An Ofqual spokesperson said: “Statistical evidence will be a key tool in the first year of awarding for new GCSEs, to minimise the possible disadvantage to students at a time of change.
“The approach to maintaining standards after the first year of awarding is still being considered…statistics will continue to be used and the process will be supported by the introduction of a new national reference test.”
An Ofsted spokesperson said: “GCSE results are only one factor that Ofsted inspectors take into consideration when judging the overall effectiveness of a school.
“Inspectors make professional judgements based on a broad range of data and inspection evidence. They look at the quality of teaching, the progress pupils have made from their starting points, leadership and management of the school, and the behaviour and safety of pupils. Exam results alone do not determine inspection outcomes.”
Notes on ‘comparable outcomes’
- The idea of “comparable outcomes” was first developed by exam boards in 2002, to ensure that the first cohort to take reformed A-levels was not unfairly disadvantaged.
- The exam boards decided to prioritise “comparable outcomes” over “comparable performance”. This ensured that the national proportion of students gaining each grade in a particular subject remained roughly the same.

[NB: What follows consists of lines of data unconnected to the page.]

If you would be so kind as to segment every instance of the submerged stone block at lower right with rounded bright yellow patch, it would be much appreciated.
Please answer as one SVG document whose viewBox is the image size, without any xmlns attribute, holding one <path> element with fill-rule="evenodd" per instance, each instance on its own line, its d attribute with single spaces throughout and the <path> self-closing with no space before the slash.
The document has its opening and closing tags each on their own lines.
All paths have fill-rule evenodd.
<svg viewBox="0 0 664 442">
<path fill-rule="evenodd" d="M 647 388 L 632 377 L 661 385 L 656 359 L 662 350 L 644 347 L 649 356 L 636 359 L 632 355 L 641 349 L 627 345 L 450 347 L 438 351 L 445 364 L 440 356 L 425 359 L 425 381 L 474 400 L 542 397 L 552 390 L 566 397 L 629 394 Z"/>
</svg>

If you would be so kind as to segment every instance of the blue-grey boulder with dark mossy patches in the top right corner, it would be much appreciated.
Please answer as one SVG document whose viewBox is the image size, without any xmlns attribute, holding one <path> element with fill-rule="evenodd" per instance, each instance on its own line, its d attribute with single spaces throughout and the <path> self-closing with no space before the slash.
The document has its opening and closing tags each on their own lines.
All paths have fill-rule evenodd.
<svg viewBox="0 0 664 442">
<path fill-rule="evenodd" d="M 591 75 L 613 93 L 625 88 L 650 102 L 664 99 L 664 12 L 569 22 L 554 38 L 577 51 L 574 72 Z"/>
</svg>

- To an extent, the idea that a certain level of performance should lead to exactly the same grade as it had in previous years was sacrificed.
- The approach has been used ever since and was given increased emphasis by Ofqual at the start of the decade as the watchdog sought to curb grade inflation.
- As a result, grade boundaries have since been set through a trade-off between examiners’ judgements and calculations based on historical statistics.
- Ofqual is considering another major shift for the reformed GCSEs, with the possibility that descriptors (demonstrating the grade that should be awarded to work of a particular standard) will not be used at all.